The defence team representing jailed entertainer Buju Banton says it has dug up more dirt on the informant who helped United States (US) federal agents build a drug case against the reggae artiste.
A report in the Tampa Tribune newspaper quotes Buju’s lawyers saying that the informant has been paid US$3.3 million for helping US law enforcement in numerous cases over several years.
Buju’s lawyers made the revelation in a Florida court on Thursday.
An attorney for the entertainer whose given name is Mark Myrie Buju Banton, whose real name is Mark Anthony Myrie, says he plans to argue that the singer was entrapped by the informant, who pestered him for months to join him in a cocaine deal.
Buju is being held without bail on charges of conspiring to distribute cocaine as well as aiding and abetting his co-defendants in possessing a firearm during the course of cocaine distribution.
The US Drug Enforcement Administration (DEA) has said in court filings that Banton contacted a confidential informant about a possible cocaine purchase.

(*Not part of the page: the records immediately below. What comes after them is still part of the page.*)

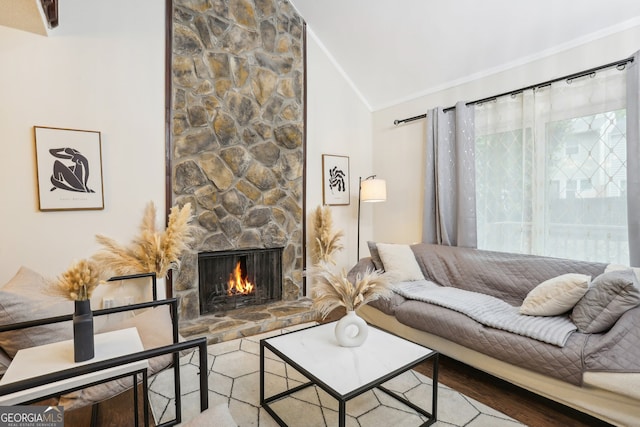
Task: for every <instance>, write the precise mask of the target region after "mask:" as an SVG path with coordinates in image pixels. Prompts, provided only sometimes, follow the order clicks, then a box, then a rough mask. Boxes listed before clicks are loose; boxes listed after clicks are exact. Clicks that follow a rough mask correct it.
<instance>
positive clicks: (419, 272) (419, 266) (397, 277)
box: [377, 243, 424, 282]
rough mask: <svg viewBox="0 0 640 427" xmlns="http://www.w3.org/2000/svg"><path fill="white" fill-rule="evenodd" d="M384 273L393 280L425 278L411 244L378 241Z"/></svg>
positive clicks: (391, 279)
mask: <svg viewBox="0 0 640 427" xmlns="http://www.w3.org/2000/svg"><path fill="white" fill-rule="evenodd" d="M377 247H378V253H379V254H380V259H381V260H382V264H383V265H384V271H385V273H384V275H385V276H387V277H388V278H389V280H390V281H392V282H406V281H412V280H424V275H423V274H422V270H420V266H419V265H418V262H417V261H416V256H415V255H414V253H413V251H412V250H411V248H410V247H409V245H398V244H393V243H378V244H377Z"/></svg>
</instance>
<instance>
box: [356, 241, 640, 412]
mask: <svg viewBox="0 0 640 427" xmlns="http://www.w3.org/2000/svg"><path fill="white" fill-rule="evenodd" d="M411 250H412V251H413V254H414V256H415V258H416V260H417V262H418V265H419V267H420V270H421V271H422V273H423V275H424V278H425V287H424V288H423V287H422V283H420V282H417V283H399V284H398V292H396V293H395V294H394V295H393V297H392V298H390V299H388V300H378V301H374V302H372V303H370V304H369V306H370V307H367V309H369V310H371V309H375V310H378V311H380V312H382V313H384V314H386V315H387V316H391V317H393V318H394V319H395V320H396V321H397V322H399V323H400V324H402V325H406V326H407V327H410V328H413V329H416V330H419V331H425V332H427V333H429V334H432V335H436V336H438V337H441V338H444V339H446V340H448V341H451V342H454V343H456V344H458V345H461V346H464V347H465V348H468V349H471V350H474V351H476V352H478V353H482V354H485V355H488V356H490V357H491V358H494V359H497V360H499V361H502V362H505V363H508V364H511V365H515V366H517V367H519V368H524V369H526V370H530V371H532V372H536V373H538V374H542V375H544V376H545V377H550V378H554V379H557V380H560V381H562V382H564V383H568V384H571V385H573V386H576V387H582V386H583V379H584V374H585V372H612V373H640V306H636V307H635V308H631V309H629V310H627V311H626V312H624V314H622V315H621V316H620V318H619V319H618V320H617V321H616V322H615V324H614V325H613V326H612V327H611V328H610V329H608V330H606V331H604V332H602V333H582V332H580V331H579V330H577V328H575V326H574V325H573V324H572V322H571V317H570V315H571V312H567V313H564V314H561V315H558V316H556V319H551V322H552V323H553V322H554V321H555V322H556V323H557V324H558V325H559V326H558V325H555V326H554V325H552V326H549V328H559V329H558V330H555V329H554V330H552V329H549V330H545V328H547V326H542V327H537V326H534V327H533V329H535V328H538V329H540V328H542V335H543V337H542V338H541V337H537V338H532V336H535V334H534V335H531V334H527V333H521V332H520V331H515V332H514V331H509V330H505V329H509V328H502V327H501V326H500V325H498V326H497V327H494V326H487V325H491V323H487V322H484V321H482V319H480V321H478V318H477V316H476V315H475V313H476V312H478V313H479V314H478V316H485V315H489V316H490V317H491V314H492V313H493V314H495V313H497V312H499V311H501V310H502V311H504V312H505V315H507V316H509V315H512V314H513V313H511V312H510V311H513V312H514V313H515V312H517V311H518V307H520V306H521V305H522V303H523V301H524V300H525V298H526V297H527V294H528V293H529V292H530V291H531V290H532V289H534V288H535V287H536V286H538V285H539V284H540V283H542V282H544V281H546V280H548V279H552V278H554V277H557V276H560V275H563V274H568V273H580V274H586V275H589V276H591V277H592V278H596V277H598V276H600V275H602V274H603V273H605V270H606V269H607V267H608V266H607V264H603V263H594V262H585V261H575V260H568V259H558V258H549V257H542V256H534V255H520V254H510V253H499V252H491V251H483V250H477V249H469V248H457V247H447V246H438V245H429V244H416V245H412V246H411ZM368 268H375V267H374V264H373V262H372V260H371V258H365V259H362V260H360V262H359V263H358V264H357V265H356V266H355V267H354V268H353V269H352V270H351V271H350V273H349V274H350V277H351V278H353V277H355V275H356V274H357V273H358V272H362V271H365V270H366V269H368ZM429 287H431V288H433V289H434V291H435V292H431V294H433V295H430V291H429ZM446 288H453V292H449V291H448V290H447V289H446ZM450 293H451V298H452V299H453V301H452V302H451V303H447V302H446V301H443V300H446V299H447V298H449V296H448V295H449V294H450ZM477 294H479V295H478V297H479V299H478V300H477V301H476V302H475V304H474V303H473V300H474V295H477ZM485 297H486V300H483V298H485ZM492 304H496V305H495V306H494V305H492ZM469 305H470V306H471V307H470V308H469V309H468V310H467V311H468V312H466V311H465V310H466V309H465V308H464V307H466V306H469ZM510 309H511V310H510ZM513 315H514V316H517V314H513ZM500 316H502V315H500ZM500 316H498V317H500ZM363 317H365V319H367V317H366V316H363ZM493 317H496V316H493ZM525 317H532V316H525ZM533 317H535V316H533ZM383 318H384V316H383ZM367 320H368V321H370V319H367ZM525 320H526V319H525ZM534 320H535V319H534ZM544 320H547V319H544ZM502 321H503V323H506V324H509V323H512V322H511V321H509V320H507V321H504V319H502ZM378 326H380V327H382V328H385V324H379V325H378ZM560 329H561V330H560ZM534 332H535V331H534ZM553 334H564V335H562V338H554V340H549V339H545V338H544V336H545V335H553ZM426 344H428V343H426ZM563 403H566V402H563ZM638 403H640V402H638ZM577 407H578V408H579V409H582V408H581V407H579V406H577ZM595 415H598V414H597V413H595ZM637 416H638V418H637V420H638V422H639V424H640V409H639V410H638V413H637ZM632 418H633V414H632ZM607 420H608V421H609V422H612V421H613V422H615V420H612V419H611V418H610V417H607ZM625 423H626V422H625ZM623 424H624V423H623Z"/></svg>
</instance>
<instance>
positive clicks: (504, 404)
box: [324, 310, 610, 427]
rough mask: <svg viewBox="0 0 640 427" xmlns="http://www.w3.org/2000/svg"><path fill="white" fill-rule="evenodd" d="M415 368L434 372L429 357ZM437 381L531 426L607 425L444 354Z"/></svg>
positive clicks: (553, 426) (548, 426) (339, 317)
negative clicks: (428, 360)
mask: <svg viewBox="0 0 640 427" xmlns="http://www.w3.org/2000/svg"><path fill="white" fill-rule="evenodd" d="M343 315H344V311H341V310H336V311H334V312H333V313H331V314H330V315H329V316H327V318H326V319H325V320H324V321H325V322H329V321H334V320H337V319H339V318H341V317H342V316H343ZM415 369H416V371H418V372H420V373H422V374H424V375H427V376H430V375H431V373H432V372H433V366H432V364H431V362H430V361H428V362H424V363H422V364H420V365H418V366H417V367H416V368H415ZM438 381H439V382H440V383H442V384H445V385H447V386H449V387H451V388H452V389H454V390H457V391H459V392H460V393H462V394H464V395H466V396H468V397H470V398H472V399H475V400H477V401H479V402H481V403H484V404H485V405H487V406H489V407H491V408H493V409H495V410H497V411H500V412H502V413H503V414H506V415H508V416H510V417H511V418H514V419H516V420H518V421H520V422H521V423H523V424H526V425H528V426H530V427H605V426H610V424H608V423H605V422H603V421H601V420H599V419H597V418H594V417H591V416H589V415H586V414H584V413H582V412H578V411H576V410H574V409H571V408H568V407H566V406H564V405H560V404H559V403H556V402H554V401H551V400H549V399H546V398H543V397H540V396H538V395H536V394H534V393H531V392H529V391H527V390H524V389H521V388H519V387H516V386H514V385H512V384H510V383H508V382H506V381H503V380H500V379H498V378H496V377H493V376H491V375H489V374H486V373H484V372H482V371H479V370H477V369H475V368H472V367H470V366H468V365H465V364H464V363H460V362H458V361H457V360H454V359H451V358H449V357H446V356H443V355H440V357H439V369H438Z"/></svg>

The next day, Buju and other men met with the informant at a restaurant, where the DEA and local police had set up video and audio surveillance.
Defense attorney David Oscar Markus told U.S. Magistrate Thomas Wilson on Thursday that prosecutors have not provided enough information about the informant for him to be prepared to cross-examine him at Buju’s trial scheduled for April 19.
Mr. Markus outlined information that the government has given him about the informant that he was paid more than US$35,000 for his cooperation in the case against Buju Banton and is also paid on a contingency basis, receiving a portion of the money the judge orders the defendant to forfeit.
The informant was convicted in South Florida in 1993 of distributing cocaine in a case that brought a minimum mandatory prison sentence of 10 years.
He transported large amounts of cocaine and marijuana from 1984 to 1993 and is a legal, permanent resident of the US from Colombia.
It was also revealed that the informant is in involved in a tax dispute with the IRS.
He has also worked with the prosecutor in Myrie’s case for more than 10 years.
But Mr. Marcus says he needs more details, such as details about the tax case, information on other cases the informant has worked and specifics on his criminal history.